Alarming New Research For Car Crash Victims
By Matthew J. DeGaetano, DC and Dr. Raymond Tolmos, DC, DABCI
Certified in Personal Injury
Alarming New Research For Car Crash Victims
There is new epidemiological research out of Denmark that conclusively demonstrates a strong association between concussion and dementia, and I expect that it will become the go-to evidence for proving a causation in cases of dementia that have developed post-concussion. The name of the paper is Long-term risk of dementia among people with traumatic brain injury in Denmark: a population-based observational cohort study and it was published just last month in Lancet Psychiatry (April 2018).
The study is a very well designed and quite large epidemiological study; there were 2.8 million people included in the study, with 132,000 traumatic brain injuries (TBI) occurring among them, and 15 years of follow up.
The purpose of the study was to examine the relative frequency of a dementia diagnosis in people with a history of a TBI versus those without such a history. What made the study “well designed” was that the authors were able to account and control for virtually all contributory factors that could confound the relationship between TBI and dementia (i.e. act as a hidden cause). These factors included the usual demographic factors of age and sex, etc., but also included important medical and neurological illnesses (i.e. diabetes, heart disease, stroke, etc.) as well as pre and post-injury diagnoses of psychiatric illnesses such as depression, substance abuse, bipolar disorder, etc.
Controlling for psychiatric disorders was important for legal applications of the study results, because pre-existing psychiatric diagnosis is one of the most common explanations that defense neuropsychology and psychiatry experts point to when a post-TBI plaintiff develops symptoms of dementia. The expert somehow always finds that the condition must be due to some pre-existing disorder.
This type of a defense is essentially negated with this study, as the pre-existing conditions are all accounted for in the results. Below is the chart from the study showing the hazard ratios of dementia for both mild TBI (concussion) and severe TBI over time. A “hazard ratio” is essentially the same thing as a risk ratio, but for a specified period of time after the injury.
What this chart shows is that the risk of dementia is not particularly different for mild (concussion) versus severe TBI. It also shows is that for an individual with a concussion, the risk of dementia for the first 6 month is 4.1 times greater than for the same person without a concussion, and for the first year it is 2.4 times greater.

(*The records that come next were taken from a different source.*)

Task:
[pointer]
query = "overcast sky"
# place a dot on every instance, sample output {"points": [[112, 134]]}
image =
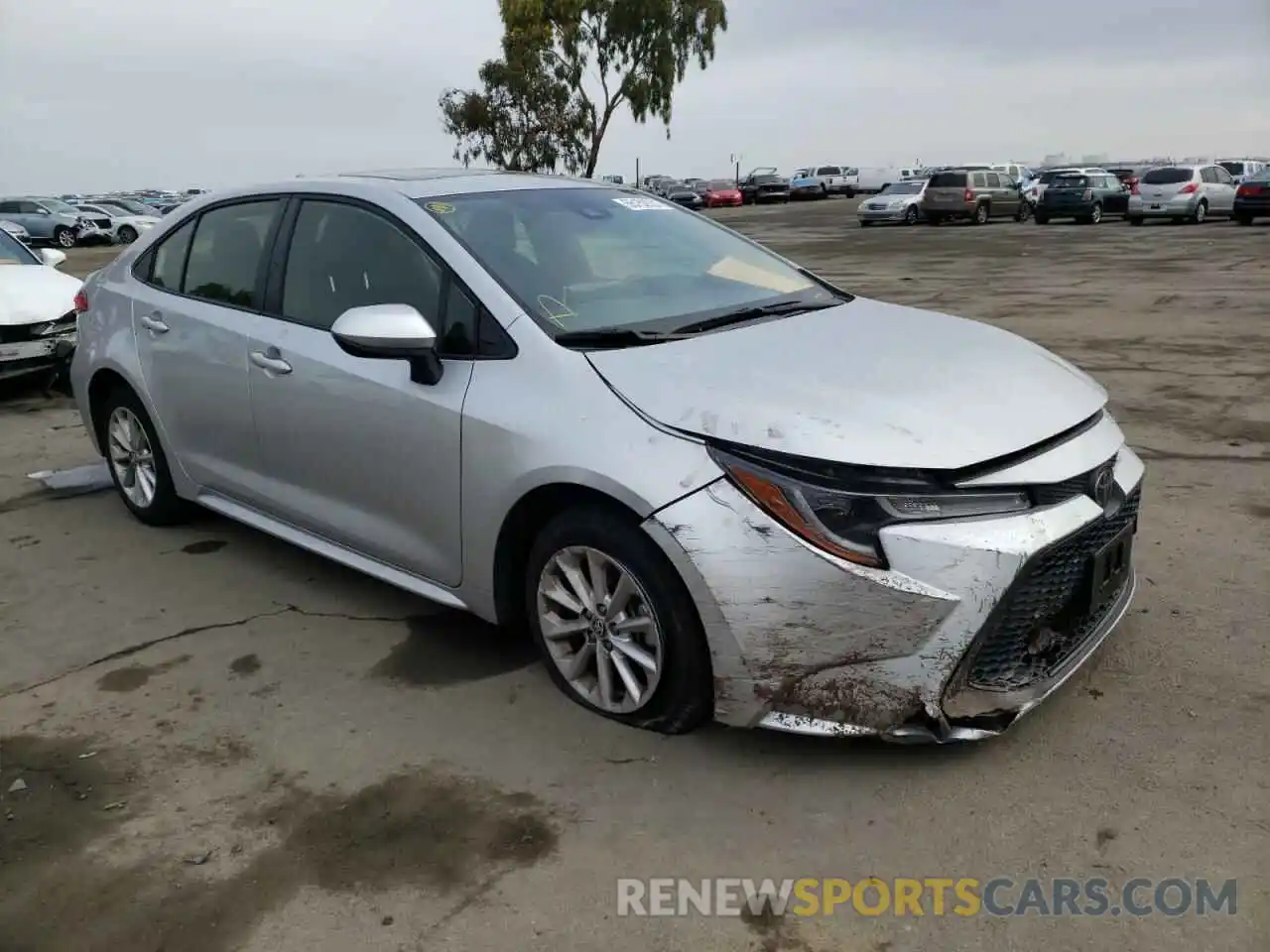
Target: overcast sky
{"points": [[98, 94]]}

The risk ratio (RR) threshold that equates to the legal standard of >50% probable is 2.0, as the conversion between RR and “probability of cause” (PC) is calculated by [RR-1/RR X 100%]). Thus, a RR of 4.1 is equal to a PC of 76% (as [4.1-1 = 3.1]/4.1 X 100% = 76%), and an RR of 2.4 is equal to ([2.4-1 = 1.1]/2.4 X 100%) = 58%.
The authors also found that multiple TBIs and younger age resulted in larger hazard ratios.
Based on these findings, for a previously healthy (non-demented) individual who sustains a concussion and develops new symptoms attributable to dementia within a year of the injury, the dementia was caused by the concussion, on a more probable than not basis. The usual defense that the condition was going to occur regardless of the injury because of some pre-injury and typically common psychiatric condition (like depression) is easily falsified with these result.
Motor vehicle trauma is the single most important agent in both fatal and mild brain injuries, causing from 60% to 67%. Earlier reports ranged from 40% to 60% caused by MVC with the most common diagnosis given, being concussion. Many of these MVC-related injuries are the result of blunt head injury (a.k.a. soft head injury) which describes contact with some object, but without penetration of the skull.
An example would be striking the steering wheel or door post. The term of choice today is traumatic brain injury (TBI) since it is the brain, rather than the head, that we are usually most concerned with.
1) Abu-Judeh HH, Parker R, Singh M, El-Zeftawy H, Atay S, Kumar M, Naddaf S, Aleksic S, Abdel-Dayem HM. SPET brain perfusion imaging in mild traumatic brain injury without loss of consciousness and normal computed tomography. Nuclear Medicine Communications 20, 505-510, 1999.
2) Vazquezbarquero A, Vazquezbarquero JL, Austin O, et al.: The epidemiology of head injury in Cantabria. Eur J Epidemiol 8(6):832-837, 1992.
3) Gennarelli TA: Biomechanics of head injury. Conference on the biomechanics of impact trauma. Association for the Advancement of Automotive Medicine, Chicago Illinois, November 13-14, 1995.
4) Kraus JG, Nourjah P: The epidemiology of mild, uncomplicated brain injury. J Trauma 28(12), 1988.